The Dodgers, meanwhile, entered having won only one postseason game since beating the Oakland Athletics in the 1988 World Series. They tripled that output against the Cubs, who became the first team to finish with NL’s best regular-season record and be swept in the first round of the playoffs since the Houston Astros in 2001.
Ramirez, who hit .396 with 17 home runs and 53 RBI in 53 games after joining the Dodgers, went 1-for-2 and scored a run, giving him five hits in 10 at-bats with two homers, five runs scored and three RBI in the series. Rich Harden (0-1) walked Ramirez intentionally twice.
“I did it before, I’ll do it again,” Ramirez said. “When you’re relaxed and you’re in a place you really like, this is what happens.”
The Dodgers acquired an unhappy Ramirez from the Red Sox at the trade deadline.

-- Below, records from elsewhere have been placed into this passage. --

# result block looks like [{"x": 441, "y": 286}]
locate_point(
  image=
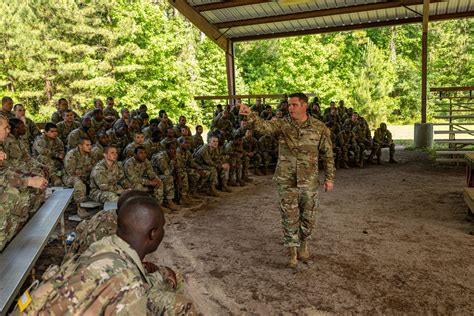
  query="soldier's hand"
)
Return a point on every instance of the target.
[
  {"x": 244, "y": 110},
  {"x": 37, "y": 182},
  {"x": 328, "y": 186}
]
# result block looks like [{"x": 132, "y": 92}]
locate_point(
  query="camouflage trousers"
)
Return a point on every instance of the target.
[
  {"x": 298, "y": 208},
  {"x": 80, "y": 188},
  {"x": 14, "y": 212}
]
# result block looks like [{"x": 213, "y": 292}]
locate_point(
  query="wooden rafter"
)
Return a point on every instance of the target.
[{"x": 320, "y": 13}]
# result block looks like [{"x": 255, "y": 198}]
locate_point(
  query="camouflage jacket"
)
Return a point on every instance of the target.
[
  {"x": 107, "y": 279},
  {"x": 64, "y": 130},
  {"x": 139, "y": 172},
  {"x": 105, "y": 178},
  {"x": 77, "y": 165},
  {"x": 300, "y": 148}
]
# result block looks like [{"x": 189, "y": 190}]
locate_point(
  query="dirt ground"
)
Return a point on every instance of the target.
[{"x": 389, "y": 239}]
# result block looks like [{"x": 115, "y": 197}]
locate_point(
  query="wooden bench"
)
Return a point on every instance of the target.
[{"x": 20, "y": 255}]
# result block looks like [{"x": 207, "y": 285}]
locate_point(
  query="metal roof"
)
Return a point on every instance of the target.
[{"x": 252, "y": 19}]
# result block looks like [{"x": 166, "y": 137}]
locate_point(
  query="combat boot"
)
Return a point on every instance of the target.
[
  {"x": 303, "y": 253},
  {"x": 293, "y": 257}
]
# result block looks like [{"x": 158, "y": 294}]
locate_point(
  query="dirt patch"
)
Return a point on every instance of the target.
[{"x": 390, "y": 239}]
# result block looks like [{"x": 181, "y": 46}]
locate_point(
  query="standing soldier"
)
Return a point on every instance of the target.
[
  {"x": 49, "y": 151},
  {"x": 78, "y": 166},
  {"x": 302, "y": 140},
  {"x": 382, "y": 139},
  {"x": 108, "y": 180}
]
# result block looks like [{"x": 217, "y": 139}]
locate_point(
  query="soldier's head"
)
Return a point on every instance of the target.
[
  {"x": 62, "y": 104},
  {"x": 103, "y": 138},
  {"x": 140, "y": 223},
  {"x": 298, "y": 104},
  {"x": 17, "y": 127},
  {"x": 19, "y": 110},
  {"x": 68, "y": 116},
  {"x": 98, "y": 104},
  {"x": 7, "y": 104},
  {"x": 170, "y": 150},
  {"x": 110, "y": 153},
  {"x": 199, "y": 130},
  {"x": 85, "y": 145},
  {"x": 140, "y": 154},
  {"x": 4, "y": 128},
  {"x": 139, "y": 138},
  {"x": 51, "y": 130},
  {"x": 86, "y": 123},
  {"x": 110, "y": 102},
  {"x": 213, "y": 141}
]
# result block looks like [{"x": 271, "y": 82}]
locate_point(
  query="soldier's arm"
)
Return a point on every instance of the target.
[{"x": 326, "y": 154}]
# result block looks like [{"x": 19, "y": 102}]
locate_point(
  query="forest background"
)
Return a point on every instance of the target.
[{"x": 145, "y": 52}]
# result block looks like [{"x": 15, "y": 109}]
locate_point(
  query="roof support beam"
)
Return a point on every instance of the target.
[
  {"x": 320, "y": 13},
  {"x": 353, "y": 27},
  {"x": 200, "y": 22},
  {"x": 226, "y": 4}
]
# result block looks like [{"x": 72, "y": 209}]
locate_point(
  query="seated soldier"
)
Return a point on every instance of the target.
[
  {"x": 78, "y": 165},
  {"x": 107, "y": 180},
  {"x": 252, "y": 155},
  {"x": 140, "y": 174},
  {"x": 49, "y": 150},
  {"x": 192, "y": 175},
  {"x": 382, "y": 139},
  {"x": 111, "y": 278},
  {"x": 16, "y": 202},
  {"x": 197, "y": 140},
  {"x": 164, "y": 164},
  {"x": 80, "y": 132},
  {"x": 67, "y": 125},
  {"x": 97, "y": 151},
  {"x": 209, "y": 158},
  {"x": 31, "y": 129},
  {"x": 138, "y": 140}
]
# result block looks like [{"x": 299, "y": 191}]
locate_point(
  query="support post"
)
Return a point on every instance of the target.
[
  {"x": 230, "y": 69},
  {"x": 424, "y": 60}
]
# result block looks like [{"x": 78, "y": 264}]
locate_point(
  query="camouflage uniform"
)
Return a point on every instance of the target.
[
  {"x": 107, "y": 183},
  {"x": 300, "y": 147},
  {"x": 165, "y": 168},
  {"x": 64, "y": 130},
  {"x": 139, "y": 174},
  {"x": 48, "y": 152},
  {"x": 77, "y": 168},
  {"x": 107, "y": 279}
]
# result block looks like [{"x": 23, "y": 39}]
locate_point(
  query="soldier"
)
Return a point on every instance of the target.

The Dodgers began their locker room champagne celebration within a couple minutes after the final out, and several returned to the field shortly thereafter to share their joy with the fans. Russell Martin and Matt Kemp went into the left-field pavilion, and Kemp poured champagne into Kuroda’s mouth in front of the Los Angeles dugout as the fans cheered.
Torre spoke to the fans some 20 minutes after the game ended.
“Dodger fans, you are very special,” he said. “The way you supported us all year when we struggled, when we couldn’t get out of our own way . . . I can’t tell you how much we appreciate it. Just don’t go away, we’ll be back next week, because we still have eight more games to win.”
With that, the fans roared their approval.
Kuroda, a 33-year-old rookie who signed a $35.3 million, three-year contract with the Dodgers last winter, scattered six hits before being relieved by Cory Wade with two on and one out in the seventh.
This wasn’t Kuroda’s first outstanding performance against the Cubs - he shut them out on four hits while striking out 11 on June 6 at Dodger Stadium.
The Cubs were pretty awful in the first two games at Wrigley Field, where they were an NL-best 55-26 during the regular season. Game 1 starter Ryan Dempster matched a career high with seven walks in 4 2/3 innings in a 7-2 loss, and each of the four Chicago infielders committed errors in Game 2, leading to a 10-3 setback.
A move to Los Angeles didn’t help the Chicago offense, which scored a league-leading 855 runs this year. The Cubs had only four hits in 17 at-bats with runners in scoring position in the first two games before going 1-for-11 in Game 3.
At least the long-suffering Cubs fans weren’t around to boo them in Game 3, although the Dodger Stadium faithful made up for that.
Russell Martin hit a one-out double in the first and took third on a single by Ramirez. After Harden struck out Andre Ethier, Loney hit a liner down the right-field line, giving the Dodgers a 2-0 lead and sending the towel-waving fans into an early frenzy.
Rafael Furcal walked with one out in the fifth and scored on a double by Martin.
The Cubs got their run in the eighth off Wade on a leadoff double by Derrek Lee, who had three hits, and a two-out RBI single by Daryle Ward. Jonathan Broxton relieved and struck out Mark DeRosa to end the inning and worked a perfect ninth with two more strikeouts to earn a save.
Harden allowed five hits and three runs in 4 1/3 innings. He had gone 5-0 with a 1.99 ERA in his last 10 starts.
The Cubs put two runners aboard with two outs in both the first and third innings, but Kuroda worked out of trouble each time, retiring Geovany Soto to end the first and Aramis Ramirez to finish the third.
Soto doubled to open the fourth and took third on an infield out. But after Soto stayed at third on another groundout, the Dodgers walked Ryan Theriot intentionally before Kuroda fanned Harden.